EXCLUSIVE: No, and no again: self-build homes bid thrown out
By Simon Hacker | 9th February 2024
A plan for up to three self-build homes on the outskirts of the picturesque Cotswold town of Painswick has been rejected by Stroud District Council - for a second time.
Outline application for the self-build homes was initially put before planners in 2022 for a 0.6-hectare parcel of sloping land which belongs to Stamages House. The property sits on Stamages Lane, which runs south of the town and to the east of the Richmond Village retirement complex and the proposed access for the site was via the driveway of Stamages House.
Duncan Lloyd-Jones, a director of Worcester-based South West Property Group Ltd, made the application for the scheme, with details of the proposed work being submitted by architect and designer Dan Stiff, a director of Worcester-based Boughton Butler.
Design details for the properties included Cotswold stone walls and slate tiling, full-height glazing, timber cladding and wildflower/Sedum flat roofing.

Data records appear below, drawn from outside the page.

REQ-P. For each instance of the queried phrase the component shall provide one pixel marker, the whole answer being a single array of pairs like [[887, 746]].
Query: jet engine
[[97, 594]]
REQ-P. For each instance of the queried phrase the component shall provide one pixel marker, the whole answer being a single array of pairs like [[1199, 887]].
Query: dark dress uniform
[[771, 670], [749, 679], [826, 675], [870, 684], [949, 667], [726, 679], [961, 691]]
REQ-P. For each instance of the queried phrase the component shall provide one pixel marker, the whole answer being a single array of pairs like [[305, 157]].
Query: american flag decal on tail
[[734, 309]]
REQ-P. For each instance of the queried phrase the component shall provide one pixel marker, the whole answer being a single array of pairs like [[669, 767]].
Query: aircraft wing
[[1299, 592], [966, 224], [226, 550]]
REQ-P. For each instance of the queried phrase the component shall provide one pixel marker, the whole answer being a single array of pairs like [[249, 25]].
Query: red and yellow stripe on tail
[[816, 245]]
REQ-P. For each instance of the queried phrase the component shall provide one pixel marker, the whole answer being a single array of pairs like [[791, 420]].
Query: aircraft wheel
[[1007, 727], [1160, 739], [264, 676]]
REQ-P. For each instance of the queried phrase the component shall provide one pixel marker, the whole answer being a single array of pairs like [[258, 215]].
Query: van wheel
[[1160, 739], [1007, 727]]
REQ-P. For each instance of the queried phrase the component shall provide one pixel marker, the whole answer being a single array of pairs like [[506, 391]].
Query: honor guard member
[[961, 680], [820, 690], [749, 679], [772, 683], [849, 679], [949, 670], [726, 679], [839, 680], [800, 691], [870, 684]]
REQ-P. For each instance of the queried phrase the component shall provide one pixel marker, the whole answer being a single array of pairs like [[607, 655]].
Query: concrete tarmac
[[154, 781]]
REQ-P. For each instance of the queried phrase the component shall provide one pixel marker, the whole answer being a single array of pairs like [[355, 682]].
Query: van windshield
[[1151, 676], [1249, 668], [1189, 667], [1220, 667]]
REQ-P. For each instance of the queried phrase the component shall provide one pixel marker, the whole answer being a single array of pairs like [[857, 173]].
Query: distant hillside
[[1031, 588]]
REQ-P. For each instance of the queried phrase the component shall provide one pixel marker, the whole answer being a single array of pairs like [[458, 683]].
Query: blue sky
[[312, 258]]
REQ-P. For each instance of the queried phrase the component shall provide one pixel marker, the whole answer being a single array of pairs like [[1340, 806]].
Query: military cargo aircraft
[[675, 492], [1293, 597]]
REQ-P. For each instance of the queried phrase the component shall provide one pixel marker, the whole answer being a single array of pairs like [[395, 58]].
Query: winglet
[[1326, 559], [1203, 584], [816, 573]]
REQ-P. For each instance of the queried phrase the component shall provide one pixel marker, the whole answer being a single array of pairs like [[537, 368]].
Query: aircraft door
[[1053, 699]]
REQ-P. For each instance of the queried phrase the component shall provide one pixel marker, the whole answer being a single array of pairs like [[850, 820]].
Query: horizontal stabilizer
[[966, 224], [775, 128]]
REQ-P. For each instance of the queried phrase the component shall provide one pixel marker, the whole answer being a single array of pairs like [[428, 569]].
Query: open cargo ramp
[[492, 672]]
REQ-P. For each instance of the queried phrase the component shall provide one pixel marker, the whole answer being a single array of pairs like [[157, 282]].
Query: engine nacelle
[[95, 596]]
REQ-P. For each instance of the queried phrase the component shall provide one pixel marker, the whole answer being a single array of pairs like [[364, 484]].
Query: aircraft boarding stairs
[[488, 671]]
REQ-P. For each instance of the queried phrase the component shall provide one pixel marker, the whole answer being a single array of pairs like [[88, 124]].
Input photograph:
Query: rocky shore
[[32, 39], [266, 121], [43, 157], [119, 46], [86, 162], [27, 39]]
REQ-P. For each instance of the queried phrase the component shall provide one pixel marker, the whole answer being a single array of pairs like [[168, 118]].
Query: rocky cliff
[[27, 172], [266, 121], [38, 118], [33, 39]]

In a landscape and visual assessment impact report as part of the revised bid, planners were told that the site currently is laid to lawn/managed grass, and that "there is a dense belt of mature trees, containing a high proportion of evergreens such as yew, conifers and pines. A conifer hedge demarcates the western site boundary, the eastern site boundary is demarcated by the driveway to Stamages House."

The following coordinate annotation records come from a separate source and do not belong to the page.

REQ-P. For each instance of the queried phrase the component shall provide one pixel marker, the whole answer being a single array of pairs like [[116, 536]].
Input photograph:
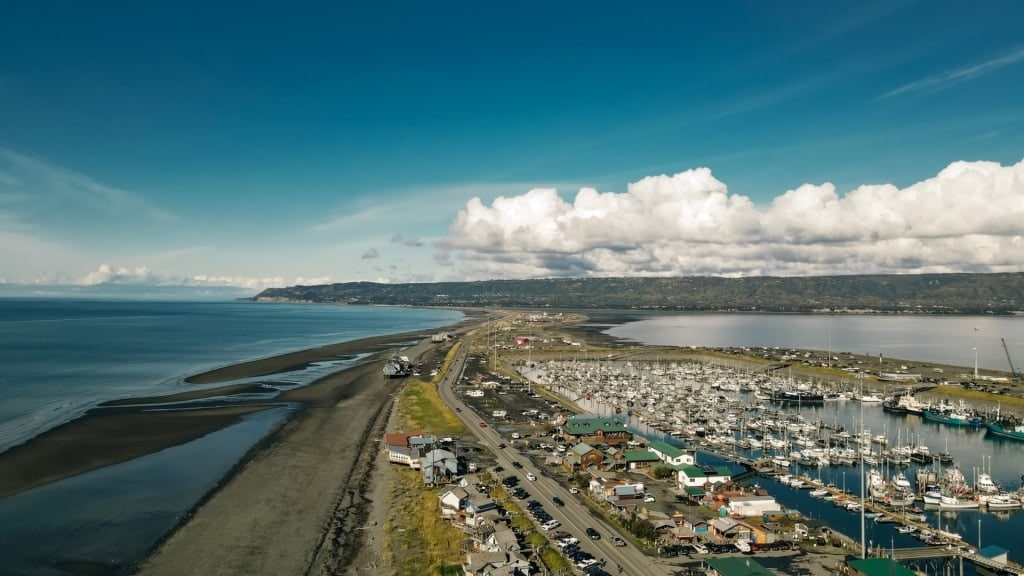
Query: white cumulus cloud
[[142, 276], [970, 217]]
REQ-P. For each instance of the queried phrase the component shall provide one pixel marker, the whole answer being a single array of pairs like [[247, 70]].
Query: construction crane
[[1013, 371]]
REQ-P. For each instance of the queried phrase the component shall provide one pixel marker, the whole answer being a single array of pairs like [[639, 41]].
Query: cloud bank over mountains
[[970, 217], [142, 276]]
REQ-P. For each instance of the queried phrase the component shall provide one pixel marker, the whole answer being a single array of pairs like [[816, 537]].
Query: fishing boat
[[985, 484], [892, 405], [954, 503], [952, 415], [1009, 427], [805, 398], [1004, 501]]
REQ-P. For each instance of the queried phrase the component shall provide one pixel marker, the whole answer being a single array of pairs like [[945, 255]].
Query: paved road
[[574, 517]]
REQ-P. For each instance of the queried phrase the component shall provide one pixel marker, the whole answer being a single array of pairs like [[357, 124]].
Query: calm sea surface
[[944, 339], [61, 357]]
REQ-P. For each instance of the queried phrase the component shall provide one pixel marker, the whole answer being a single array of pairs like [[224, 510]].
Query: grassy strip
[[419, 541], [979, 395], [420, 407], [449, 359]]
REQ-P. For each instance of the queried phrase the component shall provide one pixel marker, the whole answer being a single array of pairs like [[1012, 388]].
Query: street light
[[976, 354]]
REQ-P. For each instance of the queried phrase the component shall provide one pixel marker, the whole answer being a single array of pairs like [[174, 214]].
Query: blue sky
[[168, 142]]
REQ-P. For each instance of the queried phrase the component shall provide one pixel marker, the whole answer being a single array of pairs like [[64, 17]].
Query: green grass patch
[[420, 407], [554, 561], [420, 542], [966, 394]]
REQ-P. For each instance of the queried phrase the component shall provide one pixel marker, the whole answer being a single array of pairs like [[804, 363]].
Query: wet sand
[[123, 429], [297, 505]]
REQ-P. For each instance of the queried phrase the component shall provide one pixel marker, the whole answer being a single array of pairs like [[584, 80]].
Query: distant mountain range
[[927, 293]]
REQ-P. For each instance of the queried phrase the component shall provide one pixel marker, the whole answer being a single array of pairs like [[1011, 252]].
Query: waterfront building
[[671, 454], [877, 567], [752, 506], [638, 460], [596, 429], [735, 567], [688, 476]]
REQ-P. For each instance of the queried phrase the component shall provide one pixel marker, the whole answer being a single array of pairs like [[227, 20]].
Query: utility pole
[[976, 354]]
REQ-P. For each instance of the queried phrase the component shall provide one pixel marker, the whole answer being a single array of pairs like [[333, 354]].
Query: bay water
[[61, 357]]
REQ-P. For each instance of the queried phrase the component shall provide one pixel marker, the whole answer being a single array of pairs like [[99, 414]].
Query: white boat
[[1003, 502], [954, 503], [985, 484]]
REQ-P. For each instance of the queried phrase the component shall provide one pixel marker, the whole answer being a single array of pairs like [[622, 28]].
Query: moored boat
[[1003, 501], [954, 503], [1007, 429]]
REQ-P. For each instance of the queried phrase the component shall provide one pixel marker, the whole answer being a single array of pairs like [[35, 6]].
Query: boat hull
[[999, 432], [936, 417]]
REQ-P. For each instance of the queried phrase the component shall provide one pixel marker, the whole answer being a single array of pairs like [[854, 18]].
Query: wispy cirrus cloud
[[37, 180], [949, 78]]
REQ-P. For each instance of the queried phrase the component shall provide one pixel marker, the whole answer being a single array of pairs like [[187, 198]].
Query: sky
[[272, 144]]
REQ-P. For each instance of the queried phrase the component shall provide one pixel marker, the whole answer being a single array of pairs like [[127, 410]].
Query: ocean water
[[60, 357]]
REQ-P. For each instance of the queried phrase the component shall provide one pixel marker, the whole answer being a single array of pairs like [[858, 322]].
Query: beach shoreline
[[299, 502]]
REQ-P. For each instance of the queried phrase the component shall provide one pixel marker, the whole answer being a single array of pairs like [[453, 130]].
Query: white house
[[698, 477], [751, 506], [670, 454]]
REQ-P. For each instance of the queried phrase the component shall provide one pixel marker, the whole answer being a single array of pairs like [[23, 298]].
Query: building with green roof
[[689, 476], [596, 429], [640, 459], [736, 566], [671, 454], [878, 567]]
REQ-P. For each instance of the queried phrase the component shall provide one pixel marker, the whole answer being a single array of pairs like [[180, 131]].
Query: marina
[[829, 451]]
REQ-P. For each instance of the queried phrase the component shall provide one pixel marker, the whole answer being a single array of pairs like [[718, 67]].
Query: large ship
[[805, 398], [952, 416]]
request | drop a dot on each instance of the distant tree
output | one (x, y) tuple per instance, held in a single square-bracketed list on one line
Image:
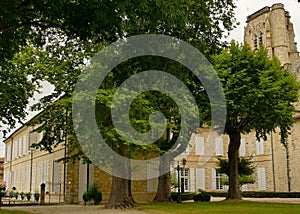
[(88, 22), (259, 95)]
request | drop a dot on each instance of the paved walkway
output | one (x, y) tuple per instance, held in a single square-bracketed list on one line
[(79, 209), (74, 209)]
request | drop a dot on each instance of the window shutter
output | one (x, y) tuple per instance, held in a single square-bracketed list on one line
[(41, 174), (187, 150), (20, 151), (152, 172), (24, 144), (55, 179), (261, 174), (260, 146), (33, 177), (28, 177), (219, 146), (200, 179), (192, 179), (243, 147), (213, 179), (199, 145)]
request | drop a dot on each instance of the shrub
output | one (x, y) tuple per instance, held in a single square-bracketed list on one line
[(184, 196), (22, 194), (28, 195), (202, 196), (92, 194)]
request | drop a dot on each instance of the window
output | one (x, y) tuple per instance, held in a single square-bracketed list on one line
[(32, 139), (217, 181), (184, 178), (261, 38), (55, 178), (199, 145), (8, 153), (20, 143), (33, 177), (200, 179), (255, 43), (152, 173), (260, 146), (24, 144), (261, 178), (243, 147), (219, 146), (187, 150)]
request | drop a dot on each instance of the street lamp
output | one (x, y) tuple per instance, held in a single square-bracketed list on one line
[(178, 173)]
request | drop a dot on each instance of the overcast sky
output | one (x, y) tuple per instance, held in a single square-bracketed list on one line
[(245, 8)]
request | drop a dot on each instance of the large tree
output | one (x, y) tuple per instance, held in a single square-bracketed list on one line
[(202, 23), (259, 95)]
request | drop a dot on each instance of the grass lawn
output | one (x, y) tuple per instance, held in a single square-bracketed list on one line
[(12, 212), (221, 207)]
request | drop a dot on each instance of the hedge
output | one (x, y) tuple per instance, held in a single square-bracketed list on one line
[(184, 196), (255, 194)]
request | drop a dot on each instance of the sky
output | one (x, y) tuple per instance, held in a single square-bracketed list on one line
[(244, 8)]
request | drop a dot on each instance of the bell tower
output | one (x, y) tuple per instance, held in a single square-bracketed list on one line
[(271, 27)]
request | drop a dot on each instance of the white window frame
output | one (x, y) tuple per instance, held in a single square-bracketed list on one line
[(184, 174), (219, 146), (260, 147), (261, 178), (242, 150), (199, 141)]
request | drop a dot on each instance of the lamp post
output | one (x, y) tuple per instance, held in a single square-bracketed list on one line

Views from Richmond Village and Stamages Lane would be largely obscured, the report said, though it acknowledged that the visibility from residential property close to the site was "high".

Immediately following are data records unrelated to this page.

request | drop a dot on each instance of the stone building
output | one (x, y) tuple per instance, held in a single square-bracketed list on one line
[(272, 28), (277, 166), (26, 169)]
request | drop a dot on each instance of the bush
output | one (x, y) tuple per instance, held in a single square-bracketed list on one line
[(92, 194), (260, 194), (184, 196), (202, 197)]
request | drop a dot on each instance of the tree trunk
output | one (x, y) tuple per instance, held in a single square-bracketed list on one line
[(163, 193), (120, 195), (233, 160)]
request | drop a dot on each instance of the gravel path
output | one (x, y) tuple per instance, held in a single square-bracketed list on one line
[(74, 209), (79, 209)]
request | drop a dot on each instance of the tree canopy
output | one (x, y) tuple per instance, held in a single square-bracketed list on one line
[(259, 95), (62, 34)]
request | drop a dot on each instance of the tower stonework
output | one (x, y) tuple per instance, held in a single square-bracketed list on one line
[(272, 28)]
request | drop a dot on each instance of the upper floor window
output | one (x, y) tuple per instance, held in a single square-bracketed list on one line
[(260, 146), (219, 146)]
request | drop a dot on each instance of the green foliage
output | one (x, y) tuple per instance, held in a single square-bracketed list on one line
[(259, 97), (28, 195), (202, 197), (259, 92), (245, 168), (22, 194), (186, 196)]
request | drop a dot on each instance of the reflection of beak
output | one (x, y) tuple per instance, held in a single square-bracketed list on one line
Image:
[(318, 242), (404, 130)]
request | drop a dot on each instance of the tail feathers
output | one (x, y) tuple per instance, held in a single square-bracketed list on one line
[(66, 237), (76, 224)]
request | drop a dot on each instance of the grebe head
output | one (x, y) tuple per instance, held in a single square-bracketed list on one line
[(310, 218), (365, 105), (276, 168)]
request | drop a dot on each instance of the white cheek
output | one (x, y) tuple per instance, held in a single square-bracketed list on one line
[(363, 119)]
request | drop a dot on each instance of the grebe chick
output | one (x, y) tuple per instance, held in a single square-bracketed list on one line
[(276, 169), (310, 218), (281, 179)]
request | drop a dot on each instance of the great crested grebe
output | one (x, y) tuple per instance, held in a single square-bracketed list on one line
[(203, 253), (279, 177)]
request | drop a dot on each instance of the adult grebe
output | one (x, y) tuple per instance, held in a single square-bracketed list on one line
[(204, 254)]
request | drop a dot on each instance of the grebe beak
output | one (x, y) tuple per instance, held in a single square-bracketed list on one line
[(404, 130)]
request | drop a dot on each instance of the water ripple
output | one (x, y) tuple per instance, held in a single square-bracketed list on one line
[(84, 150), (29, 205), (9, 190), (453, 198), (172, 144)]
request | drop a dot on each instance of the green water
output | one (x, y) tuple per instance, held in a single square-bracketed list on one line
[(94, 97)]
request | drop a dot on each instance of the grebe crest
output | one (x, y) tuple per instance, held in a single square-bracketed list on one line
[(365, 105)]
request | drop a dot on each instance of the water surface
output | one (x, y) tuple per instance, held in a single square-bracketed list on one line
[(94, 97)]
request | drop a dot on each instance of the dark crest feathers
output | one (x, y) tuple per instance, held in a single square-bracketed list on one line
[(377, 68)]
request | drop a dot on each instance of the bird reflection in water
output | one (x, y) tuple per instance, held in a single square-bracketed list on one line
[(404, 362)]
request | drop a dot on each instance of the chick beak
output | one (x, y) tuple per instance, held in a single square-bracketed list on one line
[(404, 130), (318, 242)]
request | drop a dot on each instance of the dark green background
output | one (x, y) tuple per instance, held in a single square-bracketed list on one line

Further support was given by Cotswold Archaeology (CA), who reported that the did not represent an element of setting which contributes to the Conservation Area's significance.
CA said: "On the basis of the analysis presented here... the proposals would not result in any harm to the significance of designated heritage assets and would therefore accord with the policies of the NPPF and the Stroud District Local Plan."
But a case review by SDC officer Nick Gardiner comprehensively rebuffed the bid - which was judged to be in a "prominent open space" within AOB land which was too close to the core of Painswick.
Mr Gardiner said: The application site is outside defined settlement development limits, does not form part of a strategic allocation, nor does it meet the exception principles that support development outside settlement limits."
He added that it "has failed to demonstrate that there is a local housing need in Painswick for the scale, type and tenure of the proposed self-build dwellings. The site has not been brought forward as a strategic site, is not an exception site for affordable self-build units to meet an identified need by Painswick Parish Council and therefore does not accord with policy HC3 or HC4 of the adopted Stroud District Local Plan (2015).
It is unknown whether the applicant will appeal the decision.